Вследствие того, что в шахматах абсолютно все варианты и системы проходят свой круг испытаний и при проверке порой предстают в самом неожиданном ракурсе, то это с большой долей вероятности сопровождается появлением значительных теоретических находок высокого уровня. Все перечисленное укладывается в привычную схему развития дебютных знаний и вполне объяснимо результатами нормальной дебютной эволюции. (Речь идет пока именно о ней – о революции речь впереди).
Процесс развития размеренной эволюции органически обусловлен хотя бы тем, что каждый последующий поединок, сыгранный на одну и ту же теоретическую вариацию придает проблеме определенную новизну. Именно поэтому к явлениям такого же рода мы должны относить пересмотр трактовки вышеприведенного популярного варианта защиты Нимцовича. Так как прогресс в нем был достигнут за счет существенного усиления и развития предыдущих идей, но непосредственным образом не затрагивал первооснов наших концептуальных шахматных представлений, – то, на что в первую очередь замахиваются революционные дебютные преобразования.
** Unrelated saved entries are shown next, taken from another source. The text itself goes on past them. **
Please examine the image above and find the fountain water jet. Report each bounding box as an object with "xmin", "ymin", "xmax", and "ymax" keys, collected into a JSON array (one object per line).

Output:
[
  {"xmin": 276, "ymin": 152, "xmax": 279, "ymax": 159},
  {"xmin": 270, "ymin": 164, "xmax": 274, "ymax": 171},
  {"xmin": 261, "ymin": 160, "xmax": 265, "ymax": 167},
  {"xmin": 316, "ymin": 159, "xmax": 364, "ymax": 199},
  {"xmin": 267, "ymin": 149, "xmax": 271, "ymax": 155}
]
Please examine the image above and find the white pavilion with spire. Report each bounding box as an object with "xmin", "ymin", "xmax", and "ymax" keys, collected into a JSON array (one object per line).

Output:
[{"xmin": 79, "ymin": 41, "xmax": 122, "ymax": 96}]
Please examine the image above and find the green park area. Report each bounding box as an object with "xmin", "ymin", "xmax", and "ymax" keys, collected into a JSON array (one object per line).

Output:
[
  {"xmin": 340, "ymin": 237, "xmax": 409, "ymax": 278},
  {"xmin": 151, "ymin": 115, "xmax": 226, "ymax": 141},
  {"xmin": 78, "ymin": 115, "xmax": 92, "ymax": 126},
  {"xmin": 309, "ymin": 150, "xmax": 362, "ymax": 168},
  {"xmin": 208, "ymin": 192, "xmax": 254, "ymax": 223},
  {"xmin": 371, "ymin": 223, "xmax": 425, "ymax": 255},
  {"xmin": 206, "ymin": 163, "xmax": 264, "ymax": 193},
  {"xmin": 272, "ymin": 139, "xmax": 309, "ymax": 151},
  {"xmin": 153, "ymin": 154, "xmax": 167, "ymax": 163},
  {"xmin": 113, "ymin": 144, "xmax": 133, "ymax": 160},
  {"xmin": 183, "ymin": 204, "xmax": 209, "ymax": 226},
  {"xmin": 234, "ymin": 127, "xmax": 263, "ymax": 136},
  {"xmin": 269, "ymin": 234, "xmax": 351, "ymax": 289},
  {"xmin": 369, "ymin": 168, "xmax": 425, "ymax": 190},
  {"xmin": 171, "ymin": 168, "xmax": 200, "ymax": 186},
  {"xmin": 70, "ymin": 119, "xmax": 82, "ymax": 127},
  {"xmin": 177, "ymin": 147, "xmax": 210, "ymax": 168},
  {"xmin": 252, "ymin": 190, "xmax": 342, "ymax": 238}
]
Для полноты уяснения картины самопроизвольной борьбы этих двух тенденций – с одной стороны, постоянное увеличение числа новинок (это эволюция), а с другой – пусть частичная, но вместе с тем парадоксальная дискредитация старых парадигм (это революция). Полезно было бы, исходя даже из формальных признаков, уловить в различии этих двух начал отзвук того несходства, которое в искусстве присуще, соответственно, таким творческим течениям, как модернизм и авангардизм.
По-настоящему реальной почвой для возникновения капитальных дебютных перемен может послужить спорадическое обнаружение дотоле неизвестных свежих стратегических идей, обитающих, как правило, на самой ранней стадии начальной фазы игры. Только эти вступительные мобилизационные схемы и построения в состоянии обеспечить прорыв, открывая нам доступ сразу к целому классу неизведанных оригинальных позиций.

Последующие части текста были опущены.